Lunch at Pigall's Quite an Experience

The origins of elegance can be illusive. Is it waitstaff that serves from the left and takes from the right? Bone china and Riedel glassware? Unpronounceable menu names? Expensive ingredients? What

Feb 28, 2007 at 2:06 pm

The origins of elegance can be illusive. Is it waitstaff that serves from the left and takes from the right? Bone china and Riedel glassware? Unpronounceable menu names? Expensive ingredients?

Whatever alchemy produces the grace of fine dining, Jean-Robert at Pigall's (127 W. Fourth St., Downtown, 513-721-1345) is steeped in it. Where else will you find a couple dressed in evening wear sipping a kir royale and martini and birthday parties celebrating with bottles of champagne on a weekday afternoon? It's the one place I can effectively use the only etiquette trick I know — turning my fork upside down on the plate to indicate I'm finished.

My friend and I, surrounded by all this refinement, had rushed from our respective jobs to do a little time traveling. Time slows to more civilized pace when you pass through those red curtains.

Pigall's offers several two-course and five-course meals at lunch on Fridays. All the selections trumpet the season with ingredients like butternut squash and roasted pear. As we made our choices from the two-course menus, we marveled at the servers dressed in business suit attire performing their well-oiled dance. Their eagle eyes did not miss a thing.

As we waited for our first course the server brought an amuse bouche, graciously offered "compliments of Jean-Robert," which consisted of an espresso-sized cup of an ethereal corn and leek chowder laced with truffle cream, a beggar's purse filled with duck confit, liver, peaches and cream cheese and a round of salmon cream.

My first course, a peppery Rock Shrimp Ravioli, was stuffed with finely diced butternut squash, watercress and slices of shitake mushroom and topped with tender shrimp and finished with a truffle emulsion. My friend's, the Smoked Salmon, was a ring of fresh pinkness topped with greenery that hid Kentucky caviar cream, potatoes and apples.

For entrees we selected the Sea Bass ($38) and Beef Tenderloin ($38). The delicate sea bass was served with a mushroom crust over a fondue of cabbage and spaghetti squash in a red wine butter sauce.

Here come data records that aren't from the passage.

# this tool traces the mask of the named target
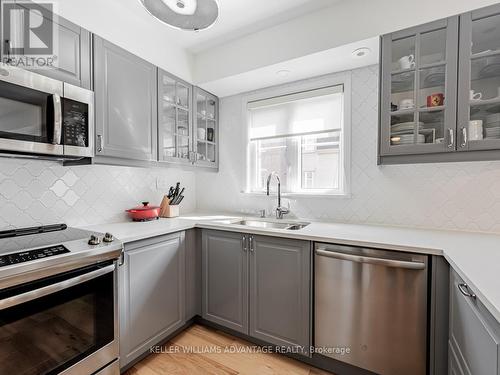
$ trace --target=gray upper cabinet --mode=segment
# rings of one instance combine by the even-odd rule
[[[157,160],[157,69],[94,36],[96,156]]]
[[[193,92],[196,165],[219,168],[219,98],[195,87]]]
[[[379,163],[500,159],[499,40],[498,4],[382,37]]]
[[[118,277],[124,367],[185,323],[185,233],[126,244]]]
[[[24,3],[17,4],[21,12],[29,11]],[[43,5],[37,4],[36,6]],[[25,46],[29,40],[29,35],[25,32],[26,30],[21,18],[11,17],[11,20],[13,21],[13,25],[11,25],[13,32],[10,40],[6,35],[2,34],[3,61],[9,61],[9,57],[11,56],[10,51],[14,46]],[[54,31],[53,40],[57,43],[54,46],[56,58],[53,60],[52,67],[35,69],[25,64],[18,66],[75,86],[90,89],[92,81],[90,32],[55,14],[45,14],[44,22],[49,22],[53,26],[53,28],[47,28],[46,30]],[[2,30],[3,32],[4,30]],[[16,40],[12,40],[13,38]],[[16,56],[17,58],[22,57],[24,53]],[[14,62],[13,58],[12,63]]]
[[[500,374],[500,323],[452,271],[449,374]]]
[[[202,316],[248,333],[248,251],[240,233],[202,233]]]
[[[500,149],[500,5],[460,16],[458,151]]]
[[[159,161],[193,161],[193,86],[158,69]]]
[[[458,17],[381,39],[380,155],[455,150]]]
[[[250,238],[250,336],[275,345],[308,348],[310,242]]]

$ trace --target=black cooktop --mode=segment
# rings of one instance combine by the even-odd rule
[[[69,241],[88,239],[89,235],[88,231],[68,228],[66,224],[4,230],[0,231],[0,256],[4,258],[6,254],[25,253],[29,249],[39,251],[36,253],[37,256],[40,256],[44,250],[46,250],[47,255],[57,251],[59,251],[58,254],[61,254],[60,250],[55,250],[61,244]]]

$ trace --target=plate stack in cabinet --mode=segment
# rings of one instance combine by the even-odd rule
[[[193,162],[192,86],[158,69],[159,161]]]
[[[458,17],[382,37],[380,154],[454,148]]]
[[[196,164],[218,168],[219,100],[215,95],[199,87],[194,88],[193,98],[196,116],[194,126]]]

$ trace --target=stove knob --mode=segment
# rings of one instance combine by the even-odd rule
[[[99,239],[99,237],[95,236],[95,235],[91,235],[90,236],[90,240],[89,240],[89,245],[99,245],[101,243],[101,240]]]
[[[109,232],[107,232],[105,235],[104,235],[104,238],[102,239],[104,242],[113,242],[115,240],[115,238],[113,237],[113,235]]]

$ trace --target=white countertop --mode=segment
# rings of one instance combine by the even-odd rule
[[[311,222],[298,231],[234,224],[242,218],[238,215],[190,214],[174,219],[102,224],[85,229],[110,232],[125,243],[191,228],[206,228],[443,255],[500,322],[500,235],[320,222]]]

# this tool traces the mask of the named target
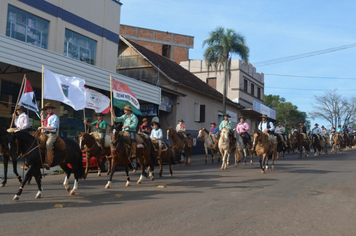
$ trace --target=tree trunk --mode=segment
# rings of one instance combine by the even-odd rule
[[[227,63],[228,63],[228,60],[226,59],[225,65],[224,65],[224,90],[223,90],[223,113],[224,114],[226,114]]]

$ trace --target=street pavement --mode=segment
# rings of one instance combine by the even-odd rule
[[[220,170],[203,155],[190,166],[164,166],[163,177],[139,173],[108,176],[93,171],[75,196],[63,188],[64,175],[48,175],[43,197],[36,184],[12,200],[18,182],[0,188],[0,235],[355,235],[355,150],[308,159],[286,155],[275,171],[253,165]],[[232,161],[232,158],[230,159]],[[73,184],[73,177],[70,184]]]

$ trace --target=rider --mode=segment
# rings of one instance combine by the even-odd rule
[[[150,138],[157,139],[157,141],[158,141],[158,157],[160,157],[161,152],[162,152],[162,139],[163,139],[162,129],[161,129],[160,124],[156,121],[153,121],[151,124],[153,126],[153,129],[151,131]]]
[[[17,106],[16,113],[19,115],[19,117],[16,118],[15,112],[12,114],[16,126],[16,128],[14,128],[13,130],[26,130],[30,127],[30,119],[28,118],[28,115],[23,112],[23,110],[23,106]]]
[[[261,130],[262,132],[268,133],[270,141],[273,143],[274,142],[274,125],[272,121],[268,120],[268,116],[266,114],[263,114],[261,116],[262,121],[258,125],[258,129]]]
[[[291,130],[291,133],[294,134],[295,131],[298,131],[294,125],[292,125],[292,130]]]
[[[157,122],[156,122],[157,123]],[[152,122],[153,124],[153,122]],[[147,124],[147,118],[143,118],[142,119],[142,125],[140,126],[140,128],[138,129],[138,132],[144,133],[145,136],[148,138],[150,136],[151,133],[151,126],[149,126]]]
[[[124,113],[120,117],[115,116],[114,109],[111,109],[111,116],[115,122],[123,122],[122,130],[128,131],[130,133],[132,156],[131,158],[136,158],[136,128],[138,124],[138,119],[135,114],[132,113],[132,108],[130,105],[124,107]]]
[[[282,135],[283,141],[284,141],[284,145],[287,146],[287,144],[286,144],[286,136],[285,136],[286,129],[284,128],[284,126],[282,125],[281,122],[278,122],[278,126],[276,127],[276,129],[274,130],[274,132],[275,132],[276,134]]]
[[[315,127],[311,130],[311,134],[316,134],[319,140],[322,140],[321,138],[321,129],[319,128],[318,123],[315,123]]]
[[[47,161],[43,163],[43,168],[46,168],[47,170],[49,170],[52,165],[53,144],[58,137],[57,130],[59,129],[59,119],[57,115],[54,114],[53,109],[55,109],[55,107],[52,106],[51,103],[46,103],[46,105],[41,109],[41,117],[43,117],[44,111],[46,111],[47,116],[46,119],[41,120],[41,122],[44,122],[43,125],[38,127],[38,130],[44,130],[44,133],[47,135]]]
[[[224,114],[224,120],[220,122],[219,125],[219,130],[221,131],[224,127],[228,127],[230,130],[232,130],[232,123],[229,120],[231,116],[229,114]]]
[[[178,132],[178,135],[183,137],[185,142],[188,144],[188,147],[190,147],[190,142],[188,140],[187,135],[185,134],[186,128],[185,128],[185,125],[183,125],[183,123],[184,123],[183,119],[178,120],[178,124],[176,126],[176,131]]]
[[[236,126],[236,132],[239,134],[245,134],[248,145],[250,145],[250,147],[252,147],[251,137],[248,133],[250,126],[247,124],[247,122],[245,122],[245,117],[243,117],[243,116],[240,116],[239,121],[240,121],[240,123],[238,123]]]
[[[84,124],[88,126],[93,126],[95,125],[96,131],[100,134],[100,144],[102,147],[102,150],[105,150],[105,136],[106,136],[106,130],[108,128],[108,123],[104,120],[104,114],[102,113],[97,113],[95,116],[98,117],[98,119],[93,122],[93,123],[87,123],[86,120],[84,120]]]
[[[215,147],[217,147],[218,143],[216,142],[216,140],[219,137],[219,128],[216,127],[215,121],[211,122],[210,124],[211,124],[211,128],[210,128],[209,135],[212,137],[213,141],[215,142]]]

The beef tenderloin had a grape compote and Bordelaise sauce and was accompanied by fingerling potatoes and a confit of carrots and shitake mushrooms with bleu cheese.

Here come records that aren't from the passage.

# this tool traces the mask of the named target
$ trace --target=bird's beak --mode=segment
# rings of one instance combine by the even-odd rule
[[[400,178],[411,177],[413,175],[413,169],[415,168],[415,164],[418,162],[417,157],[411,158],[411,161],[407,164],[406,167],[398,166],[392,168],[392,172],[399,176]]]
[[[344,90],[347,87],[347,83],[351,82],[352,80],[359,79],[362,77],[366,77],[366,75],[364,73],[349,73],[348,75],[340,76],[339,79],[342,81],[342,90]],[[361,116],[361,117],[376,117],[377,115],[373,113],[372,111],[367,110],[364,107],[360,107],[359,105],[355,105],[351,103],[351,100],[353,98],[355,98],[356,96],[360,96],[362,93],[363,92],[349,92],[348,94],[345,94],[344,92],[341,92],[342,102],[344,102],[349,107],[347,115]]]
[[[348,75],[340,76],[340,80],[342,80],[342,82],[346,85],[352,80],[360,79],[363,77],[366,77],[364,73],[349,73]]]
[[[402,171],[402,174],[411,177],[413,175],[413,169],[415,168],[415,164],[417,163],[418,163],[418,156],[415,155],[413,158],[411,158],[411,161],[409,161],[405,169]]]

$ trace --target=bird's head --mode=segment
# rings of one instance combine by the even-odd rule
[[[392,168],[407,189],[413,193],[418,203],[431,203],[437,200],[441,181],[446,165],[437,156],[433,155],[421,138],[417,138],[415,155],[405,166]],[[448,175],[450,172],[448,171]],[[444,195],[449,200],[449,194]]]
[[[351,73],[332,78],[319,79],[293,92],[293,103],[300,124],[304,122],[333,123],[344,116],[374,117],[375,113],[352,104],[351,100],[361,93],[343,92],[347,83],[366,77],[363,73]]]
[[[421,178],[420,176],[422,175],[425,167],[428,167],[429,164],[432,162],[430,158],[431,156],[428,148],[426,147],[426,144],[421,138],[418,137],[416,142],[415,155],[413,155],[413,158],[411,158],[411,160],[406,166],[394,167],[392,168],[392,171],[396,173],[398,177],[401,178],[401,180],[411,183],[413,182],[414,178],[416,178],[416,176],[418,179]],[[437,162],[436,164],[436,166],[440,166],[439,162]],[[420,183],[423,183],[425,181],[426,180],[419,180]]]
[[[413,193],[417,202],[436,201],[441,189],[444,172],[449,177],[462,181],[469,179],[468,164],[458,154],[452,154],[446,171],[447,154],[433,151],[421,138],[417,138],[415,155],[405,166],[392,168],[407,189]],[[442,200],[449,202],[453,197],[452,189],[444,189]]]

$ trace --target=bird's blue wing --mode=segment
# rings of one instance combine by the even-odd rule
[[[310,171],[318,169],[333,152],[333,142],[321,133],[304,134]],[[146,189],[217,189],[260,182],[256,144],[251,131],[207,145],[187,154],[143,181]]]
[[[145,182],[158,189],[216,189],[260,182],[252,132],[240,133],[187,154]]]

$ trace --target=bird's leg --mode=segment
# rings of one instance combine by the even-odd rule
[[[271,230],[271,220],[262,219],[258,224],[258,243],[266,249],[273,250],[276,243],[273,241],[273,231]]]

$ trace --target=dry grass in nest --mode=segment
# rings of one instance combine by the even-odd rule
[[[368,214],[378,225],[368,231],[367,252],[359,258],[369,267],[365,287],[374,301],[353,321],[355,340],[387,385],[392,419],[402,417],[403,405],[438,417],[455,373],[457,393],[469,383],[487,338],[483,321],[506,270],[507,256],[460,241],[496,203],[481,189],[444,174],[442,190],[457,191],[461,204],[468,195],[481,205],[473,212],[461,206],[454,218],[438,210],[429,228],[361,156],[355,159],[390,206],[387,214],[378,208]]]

We paced ourselves to leave room for dessert, which was a lucky thing. Pigall's offers several house-made sweets ($8) along with an assortment of cheeses ($8) for dessert options. We chose the Pear-Caramel Tart in a Cashew Crust served with a scoop of homemade espresso ice cream — a final elegant twist to the pie-and-coffee concept. Grade: A

SIDEDISH
Southview, an urban soul food restaurant, opened Feb. 22 at Newport on the Levee. The menu offers metropolitan twists on classic Southern dishes in a city-slicker environment. Head chefs James Mossing and Veronica Maxwell's selections include vanilla bean cornbread, fried chicken and sweet potato waffles and Cajun classics like crawfish and shrimp with grits and Amish chicken and andouille sausage gumbo. The restaurant will feature locally grown produce and Kentucky-raised beef, lamb and pork as well as local wines and Kentucky bourbons. 5-10 p.m. Tuesday-Sunday; late-night bar menu: 10 p.m. -2 a.m.